Lack of Accountability: Recent incidents have highlighted that organizations are yet to take cybersecurity issues seriously and give it the due importance as part of their corporate social responsibility. Upon analyzing several high-profile breaches, Cyble noted that the diversity of personal information collected by organizations after a breach is considerably distressing. Corporations need to take stock of the grim reality of the cyber security space and acknowledge that adequate disclosure is the right move towards establishing customer trust and confidence in the long run.
This brings us to the question of where we are headed. Public reports have clearly stated that India is an attractive target for cybercriminals for a host of reasons ranging from motives of financial gain to geopolitical agendas. Here are five essential things Cyble recommends technology-based companies to consider.
1. Appoint a CISO – Without a clear vision and accountability on protecting customers’ information and intellectual property, it would be a nightmare to manage the risks posed by the ever-evolving threat landscape. 2. Implement a Basic Security Hygiene – The Australian Signal Directorate has released strategies to mitigate cybersecurity incidents. In our opinion, The Essential Eight, when implemented and governed correctly, can help thwart the majority of the cyberattacks.
3. Bolster Security Awareness Initiatives – Over 80% of cyberattacks originate via phishing and water-holing attacks. Organizations are increasingly using SSO to connect to their code repositories or third-party apps. Once a privileged account is compromised, the attacks can gain access to a large part of the company’s infrastructure, including customer records.

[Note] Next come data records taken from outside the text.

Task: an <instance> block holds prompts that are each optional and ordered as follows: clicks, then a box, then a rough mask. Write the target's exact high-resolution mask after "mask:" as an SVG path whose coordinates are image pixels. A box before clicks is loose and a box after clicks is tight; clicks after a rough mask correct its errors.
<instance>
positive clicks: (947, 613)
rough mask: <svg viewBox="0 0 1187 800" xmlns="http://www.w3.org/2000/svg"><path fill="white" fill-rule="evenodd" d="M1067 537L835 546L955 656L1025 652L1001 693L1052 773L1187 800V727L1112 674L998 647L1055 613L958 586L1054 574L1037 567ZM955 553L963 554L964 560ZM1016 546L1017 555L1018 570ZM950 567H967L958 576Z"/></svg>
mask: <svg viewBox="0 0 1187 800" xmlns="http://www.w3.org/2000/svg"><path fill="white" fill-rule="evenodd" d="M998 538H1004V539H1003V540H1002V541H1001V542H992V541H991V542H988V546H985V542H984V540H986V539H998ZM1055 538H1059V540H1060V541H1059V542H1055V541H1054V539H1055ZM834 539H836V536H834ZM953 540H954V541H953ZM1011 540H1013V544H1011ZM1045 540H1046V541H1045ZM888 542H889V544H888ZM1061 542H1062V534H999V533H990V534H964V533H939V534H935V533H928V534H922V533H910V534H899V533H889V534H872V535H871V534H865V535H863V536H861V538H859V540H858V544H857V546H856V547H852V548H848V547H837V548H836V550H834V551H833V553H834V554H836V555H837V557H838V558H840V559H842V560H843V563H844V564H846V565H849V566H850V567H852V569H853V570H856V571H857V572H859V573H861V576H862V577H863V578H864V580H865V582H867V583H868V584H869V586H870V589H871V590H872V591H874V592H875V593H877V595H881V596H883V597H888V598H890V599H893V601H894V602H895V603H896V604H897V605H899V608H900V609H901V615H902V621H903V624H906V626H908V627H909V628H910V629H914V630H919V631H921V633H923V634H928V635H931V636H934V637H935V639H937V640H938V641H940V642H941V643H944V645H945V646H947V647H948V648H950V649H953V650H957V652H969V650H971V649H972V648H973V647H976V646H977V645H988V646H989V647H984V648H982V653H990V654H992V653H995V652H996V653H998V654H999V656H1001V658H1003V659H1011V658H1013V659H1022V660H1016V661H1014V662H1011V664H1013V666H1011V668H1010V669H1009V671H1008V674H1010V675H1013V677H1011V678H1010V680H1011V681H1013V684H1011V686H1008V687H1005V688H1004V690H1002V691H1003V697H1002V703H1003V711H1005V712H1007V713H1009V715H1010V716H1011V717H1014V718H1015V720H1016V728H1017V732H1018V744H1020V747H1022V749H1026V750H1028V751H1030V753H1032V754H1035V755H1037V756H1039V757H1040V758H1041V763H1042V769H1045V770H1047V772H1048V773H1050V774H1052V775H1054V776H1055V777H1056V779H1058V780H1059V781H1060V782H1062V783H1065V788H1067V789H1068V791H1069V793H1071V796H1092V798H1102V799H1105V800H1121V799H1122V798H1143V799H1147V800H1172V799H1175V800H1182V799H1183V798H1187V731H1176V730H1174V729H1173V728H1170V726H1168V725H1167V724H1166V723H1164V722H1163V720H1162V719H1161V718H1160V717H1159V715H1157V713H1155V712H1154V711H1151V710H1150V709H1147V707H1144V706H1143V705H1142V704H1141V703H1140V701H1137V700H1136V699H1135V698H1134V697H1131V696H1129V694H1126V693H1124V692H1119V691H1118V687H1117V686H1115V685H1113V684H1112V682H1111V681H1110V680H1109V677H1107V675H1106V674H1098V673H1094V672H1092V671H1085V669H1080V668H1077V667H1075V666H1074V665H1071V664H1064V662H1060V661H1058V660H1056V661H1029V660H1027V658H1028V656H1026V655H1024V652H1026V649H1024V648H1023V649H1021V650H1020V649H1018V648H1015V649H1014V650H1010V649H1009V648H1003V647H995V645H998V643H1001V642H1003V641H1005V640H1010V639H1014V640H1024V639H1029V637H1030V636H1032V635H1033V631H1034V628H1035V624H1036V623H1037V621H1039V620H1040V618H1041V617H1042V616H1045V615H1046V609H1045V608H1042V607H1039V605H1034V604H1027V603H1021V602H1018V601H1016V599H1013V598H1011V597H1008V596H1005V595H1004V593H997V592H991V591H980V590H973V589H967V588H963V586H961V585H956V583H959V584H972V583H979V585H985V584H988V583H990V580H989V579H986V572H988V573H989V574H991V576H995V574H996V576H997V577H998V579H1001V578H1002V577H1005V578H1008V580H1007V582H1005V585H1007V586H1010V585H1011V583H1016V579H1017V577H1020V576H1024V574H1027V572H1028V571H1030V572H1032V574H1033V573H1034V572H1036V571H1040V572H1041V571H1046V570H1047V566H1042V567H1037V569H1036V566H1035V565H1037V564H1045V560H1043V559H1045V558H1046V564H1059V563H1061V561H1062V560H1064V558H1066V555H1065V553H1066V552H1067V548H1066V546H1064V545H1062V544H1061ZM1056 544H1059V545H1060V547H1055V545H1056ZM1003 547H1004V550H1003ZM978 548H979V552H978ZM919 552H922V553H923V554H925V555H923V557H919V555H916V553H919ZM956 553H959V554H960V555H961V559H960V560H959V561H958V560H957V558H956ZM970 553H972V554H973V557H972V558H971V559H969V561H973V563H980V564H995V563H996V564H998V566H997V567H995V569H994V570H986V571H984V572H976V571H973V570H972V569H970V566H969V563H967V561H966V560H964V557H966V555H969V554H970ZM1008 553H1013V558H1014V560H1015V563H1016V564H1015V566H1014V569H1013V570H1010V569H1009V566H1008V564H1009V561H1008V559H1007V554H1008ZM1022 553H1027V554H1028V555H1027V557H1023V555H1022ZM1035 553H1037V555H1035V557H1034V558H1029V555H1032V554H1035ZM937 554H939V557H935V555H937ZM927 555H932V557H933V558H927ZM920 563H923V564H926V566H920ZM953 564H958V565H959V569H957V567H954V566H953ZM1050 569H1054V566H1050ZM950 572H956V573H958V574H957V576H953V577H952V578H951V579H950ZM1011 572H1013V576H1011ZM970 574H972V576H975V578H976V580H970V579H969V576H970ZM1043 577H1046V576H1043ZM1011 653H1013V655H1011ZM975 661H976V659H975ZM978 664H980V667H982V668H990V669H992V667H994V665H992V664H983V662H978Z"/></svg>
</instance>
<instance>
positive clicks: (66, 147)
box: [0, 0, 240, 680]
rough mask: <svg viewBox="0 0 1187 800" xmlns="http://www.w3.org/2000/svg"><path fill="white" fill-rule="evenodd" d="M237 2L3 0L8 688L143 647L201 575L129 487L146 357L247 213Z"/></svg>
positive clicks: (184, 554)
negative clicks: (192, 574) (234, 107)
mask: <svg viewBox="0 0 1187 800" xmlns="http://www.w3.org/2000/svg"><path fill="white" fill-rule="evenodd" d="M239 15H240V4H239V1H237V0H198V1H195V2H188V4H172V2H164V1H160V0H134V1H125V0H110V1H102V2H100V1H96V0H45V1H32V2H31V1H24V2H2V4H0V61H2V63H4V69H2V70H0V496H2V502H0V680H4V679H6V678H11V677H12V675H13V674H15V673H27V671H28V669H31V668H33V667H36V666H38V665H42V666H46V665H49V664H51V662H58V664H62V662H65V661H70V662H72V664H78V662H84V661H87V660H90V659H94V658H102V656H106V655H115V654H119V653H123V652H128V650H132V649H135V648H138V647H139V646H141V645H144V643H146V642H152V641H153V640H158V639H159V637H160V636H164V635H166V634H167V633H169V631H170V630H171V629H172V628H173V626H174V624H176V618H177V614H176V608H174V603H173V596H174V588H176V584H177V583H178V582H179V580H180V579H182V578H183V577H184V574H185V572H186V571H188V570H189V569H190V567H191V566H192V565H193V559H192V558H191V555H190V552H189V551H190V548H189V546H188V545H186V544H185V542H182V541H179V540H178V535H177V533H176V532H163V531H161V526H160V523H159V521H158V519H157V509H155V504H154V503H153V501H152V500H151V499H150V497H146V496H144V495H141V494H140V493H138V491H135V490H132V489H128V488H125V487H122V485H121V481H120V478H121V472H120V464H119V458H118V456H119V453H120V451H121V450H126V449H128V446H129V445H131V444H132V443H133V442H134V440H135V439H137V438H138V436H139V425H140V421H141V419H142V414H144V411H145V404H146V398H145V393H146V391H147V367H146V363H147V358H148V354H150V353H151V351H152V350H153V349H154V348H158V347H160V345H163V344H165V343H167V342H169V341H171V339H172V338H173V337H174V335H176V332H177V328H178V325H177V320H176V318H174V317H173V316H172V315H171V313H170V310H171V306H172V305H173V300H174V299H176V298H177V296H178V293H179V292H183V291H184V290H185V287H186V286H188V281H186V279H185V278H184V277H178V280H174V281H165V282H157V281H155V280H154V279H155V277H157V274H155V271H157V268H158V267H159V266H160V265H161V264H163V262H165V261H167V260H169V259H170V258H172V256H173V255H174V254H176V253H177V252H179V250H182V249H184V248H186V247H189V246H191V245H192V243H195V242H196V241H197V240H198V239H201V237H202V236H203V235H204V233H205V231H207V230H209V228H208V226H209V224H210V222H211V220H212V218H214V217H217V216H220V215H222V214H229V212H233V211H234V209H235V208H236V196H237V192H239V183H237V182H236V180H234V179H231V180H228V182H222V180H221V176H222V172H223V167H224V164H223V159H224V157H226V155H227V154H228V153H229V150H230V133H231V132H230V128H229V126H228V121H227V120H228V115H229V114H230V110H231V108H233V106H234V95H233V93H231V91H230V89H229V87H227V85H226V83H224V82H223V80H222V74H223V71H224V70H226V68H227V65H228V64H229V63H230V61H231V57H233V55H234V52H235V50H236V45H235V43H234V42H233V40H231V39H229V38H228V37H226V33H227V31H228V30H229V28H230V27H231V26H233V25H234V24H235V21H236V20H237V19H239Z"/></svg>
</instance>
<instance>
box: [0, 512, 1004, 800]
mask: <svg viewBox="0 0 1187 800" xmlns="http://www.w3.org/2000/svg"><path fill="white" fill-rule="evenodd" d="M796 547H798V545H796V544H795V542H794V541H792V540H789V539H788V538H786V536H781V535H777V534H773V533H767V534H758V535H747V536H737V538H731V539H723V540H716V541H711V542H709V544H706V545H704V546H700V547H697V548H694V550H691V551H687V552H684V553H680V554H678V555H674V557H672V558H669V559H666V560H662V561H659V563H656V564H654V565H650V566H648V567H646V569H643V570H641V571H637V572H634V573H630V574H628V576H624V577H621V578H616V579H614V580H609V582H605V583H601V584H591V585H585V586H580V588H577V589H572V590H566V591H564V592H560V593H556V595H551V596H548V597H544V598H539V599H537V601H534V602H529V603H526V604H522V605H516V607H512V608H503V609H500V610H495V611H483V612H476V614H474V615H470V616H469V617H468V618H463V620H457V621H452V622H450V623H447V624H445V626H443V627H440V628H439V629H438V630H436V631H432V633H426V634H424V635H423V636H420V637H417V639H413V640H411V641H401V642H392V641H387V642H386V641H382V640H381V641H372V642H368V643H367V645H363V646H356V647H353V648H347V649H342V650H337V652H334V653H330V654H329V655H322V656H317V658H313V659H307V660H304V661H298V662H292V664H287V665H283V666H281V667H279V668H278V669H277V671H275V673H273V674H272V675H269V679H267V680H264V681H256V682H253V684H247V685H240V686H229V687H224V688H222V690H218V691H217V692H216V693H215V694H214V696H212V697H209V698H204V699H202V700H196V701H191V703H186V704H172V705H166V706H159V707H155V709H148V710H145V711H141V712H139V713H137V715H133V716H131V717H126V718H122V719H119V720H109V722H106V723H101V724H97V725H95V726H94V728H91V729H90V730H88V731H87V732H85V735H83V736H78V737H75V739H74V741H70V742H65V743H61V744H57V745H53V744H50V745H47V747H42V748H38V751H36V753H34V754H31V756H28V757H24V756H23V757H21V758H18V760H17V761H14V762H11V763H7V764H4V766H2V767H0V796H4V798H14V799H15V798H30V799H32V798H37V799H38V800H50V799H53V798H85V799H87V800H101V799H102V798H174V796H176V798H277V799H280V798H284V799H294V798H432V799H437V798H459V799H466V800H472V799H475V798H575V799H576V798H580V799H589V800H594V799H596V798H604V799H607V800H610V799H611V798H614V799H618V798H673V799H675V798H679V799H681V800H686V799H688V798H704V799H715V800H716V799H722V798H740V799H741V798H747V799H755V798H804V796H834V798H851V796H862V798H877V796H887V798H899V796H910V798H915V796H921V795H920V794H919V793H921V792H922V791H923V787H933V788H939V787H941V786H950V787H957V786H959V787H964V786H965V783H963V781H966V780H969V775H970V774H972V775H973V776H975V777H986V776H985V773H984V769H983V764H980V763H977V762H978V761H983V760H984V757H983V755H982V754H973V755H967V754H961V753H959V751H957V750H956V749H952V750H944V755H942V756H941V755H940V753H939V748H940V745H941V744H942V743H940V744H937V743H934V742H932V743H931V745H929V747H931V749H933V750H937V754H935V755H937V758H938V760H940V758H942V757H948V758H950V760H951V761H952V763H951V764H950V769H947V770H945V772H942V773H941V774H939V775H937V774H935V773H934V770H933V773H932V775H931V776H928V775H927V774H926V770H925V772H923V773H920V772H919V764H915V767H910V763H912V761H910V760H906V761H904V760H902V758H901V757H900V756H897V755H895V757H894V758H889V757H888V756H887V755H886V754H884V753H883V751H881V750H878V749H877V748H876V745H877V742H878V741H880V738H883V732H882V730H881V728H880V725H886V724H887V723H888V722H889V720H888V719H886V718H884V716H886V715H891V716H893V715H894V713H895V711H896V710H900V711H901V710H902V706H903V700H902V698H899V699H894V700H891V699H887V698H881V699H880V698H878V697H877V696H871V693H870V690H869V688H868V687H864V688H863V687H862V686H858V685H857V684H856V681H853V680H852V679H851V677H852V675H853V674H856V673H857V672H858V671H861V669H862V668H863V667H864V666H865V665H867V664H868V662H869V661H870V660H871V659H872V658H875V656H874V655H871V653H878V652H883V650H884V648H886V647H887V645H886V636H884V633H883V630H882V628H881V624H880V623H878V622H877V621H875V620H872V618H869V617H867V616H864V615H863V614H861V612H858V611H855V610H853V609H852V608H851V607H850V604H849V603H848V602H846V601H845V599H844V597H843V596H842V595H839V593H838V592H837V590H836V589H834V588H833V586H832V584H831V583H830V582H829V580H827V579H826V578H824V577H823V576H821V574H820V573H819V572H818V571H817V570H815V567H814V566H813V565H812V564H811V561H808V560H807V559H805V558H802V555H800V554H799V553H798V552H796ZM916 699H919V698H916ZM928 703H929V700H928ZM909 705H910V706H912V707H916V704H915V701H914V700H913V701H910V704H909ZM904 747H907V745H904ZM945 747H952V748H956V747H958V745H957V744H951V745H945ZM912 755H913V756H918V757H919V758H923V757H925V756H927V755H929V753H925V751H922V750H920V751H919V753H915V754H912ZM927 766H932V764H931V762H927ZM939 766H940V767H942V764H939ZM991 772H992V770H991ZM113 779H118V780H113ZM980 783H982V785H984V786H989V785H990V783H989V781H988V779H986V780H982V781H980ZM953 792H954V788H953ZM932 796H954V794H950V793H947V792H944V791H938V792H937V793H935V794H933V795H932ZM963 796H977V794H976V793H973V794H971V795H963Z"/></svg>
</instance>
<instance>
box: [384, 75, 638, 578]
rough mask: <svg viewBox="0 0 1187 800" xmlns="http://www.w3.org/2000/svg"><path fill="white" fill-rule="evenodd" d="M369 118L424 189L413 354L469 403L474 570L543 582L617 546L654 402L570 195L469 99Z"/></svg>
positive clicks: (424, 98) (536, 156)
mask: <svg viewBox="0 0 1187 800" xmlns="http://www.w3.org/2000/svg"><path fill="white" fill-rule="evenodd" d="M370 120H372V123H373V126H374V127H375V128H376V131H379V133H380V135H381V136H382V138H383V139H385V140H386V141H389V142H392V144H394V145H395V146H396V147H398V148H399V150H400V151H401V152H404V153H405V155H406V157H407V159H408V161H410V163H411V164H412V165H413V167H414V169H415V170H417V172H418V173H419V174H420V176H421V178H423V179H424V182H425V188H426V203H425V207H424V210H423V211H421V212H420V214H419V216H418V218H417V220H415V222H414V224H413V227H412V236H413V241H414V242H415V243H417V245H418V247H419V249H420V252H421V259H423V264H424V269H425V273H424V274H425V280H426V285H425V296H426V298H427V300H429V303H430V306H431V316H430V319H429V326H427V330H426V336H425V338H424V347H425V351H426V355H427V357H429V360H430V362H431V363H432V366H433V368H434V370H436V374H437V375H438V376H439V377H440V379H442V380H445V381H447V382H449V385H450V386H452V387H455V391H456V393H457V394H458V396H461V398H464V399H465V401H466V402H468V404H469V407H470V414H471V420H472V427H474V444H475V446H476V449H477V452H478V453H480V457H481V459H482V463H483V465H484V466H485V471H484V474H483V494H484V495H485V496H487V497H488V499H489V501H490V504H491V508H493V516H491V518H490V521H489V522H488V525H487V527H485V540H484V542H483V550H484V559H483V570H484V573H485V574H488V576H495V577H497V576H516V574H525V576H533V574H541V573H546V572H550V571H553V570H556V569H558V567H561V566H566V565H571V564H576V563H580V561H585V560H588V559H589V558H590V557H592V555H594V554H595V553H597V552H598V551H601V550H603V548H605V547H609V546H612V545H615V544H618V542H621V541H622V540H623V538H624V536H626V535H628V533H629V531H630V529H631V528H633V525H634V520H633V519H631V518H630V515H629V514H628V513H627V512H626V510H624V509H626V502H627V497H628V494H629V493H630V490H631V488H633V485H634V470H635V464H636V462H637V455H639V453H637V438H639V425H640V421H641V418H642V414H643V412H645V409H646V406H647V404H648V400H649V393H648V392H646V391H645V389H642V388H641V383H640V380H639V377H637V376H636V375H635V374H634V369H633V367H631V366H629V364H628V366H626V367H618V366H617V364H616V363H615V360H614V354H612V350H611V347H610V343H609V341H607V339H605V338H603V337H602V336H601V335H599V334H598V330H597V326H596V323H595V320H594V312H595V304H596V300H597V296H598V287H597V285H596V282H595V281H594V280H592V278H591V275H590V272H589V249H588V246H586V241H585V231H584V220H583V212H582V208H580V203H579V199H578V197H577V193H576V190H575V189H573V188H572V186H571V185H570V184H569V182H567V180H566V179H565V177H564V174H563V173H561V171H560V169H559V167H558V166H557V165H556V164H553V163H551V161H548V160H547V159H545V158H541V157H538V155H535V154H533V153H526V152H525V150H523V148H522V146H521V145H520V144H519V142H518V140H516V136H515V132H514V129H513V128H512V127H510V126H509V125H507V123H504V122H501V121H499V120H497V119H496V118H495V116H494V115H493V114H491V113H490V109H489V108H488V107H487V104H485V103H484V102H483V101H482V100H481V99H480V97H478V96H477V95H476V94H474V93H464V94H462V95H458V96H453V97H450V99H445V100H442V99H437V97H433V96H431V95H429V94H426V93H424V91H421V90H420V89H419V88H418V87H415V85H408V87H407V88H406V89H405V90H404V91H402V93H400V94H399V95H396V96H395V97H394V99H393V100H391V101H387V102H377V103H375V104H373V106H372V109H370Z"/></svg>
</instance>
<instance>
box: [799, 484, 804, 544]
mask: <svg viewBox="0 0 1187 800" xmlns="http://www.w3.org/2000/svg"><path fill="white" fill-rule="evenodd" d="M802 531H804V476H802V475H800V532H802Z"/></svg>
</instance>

Irrespective of how secure an enterprise’s IT security structure is, the company is only as protected as its user base. To improve awareness about phishing, organizations should conduct routine tests on the employees with fake phishing emails to educate them and help them learn how to recognize a real phishing attack.
4. Implement multi-factor authentication where possible – Ensure access token and secret keys are changed and accounted regularly. This builds an additional layer of security for protecting highly sensitive user PI.
5. Implement a Robust Security Monitoring capabilities – As the landscape of an organization evolves, it is prudent to maintain a situational awareness of the threats, risks, and vulnerabilities.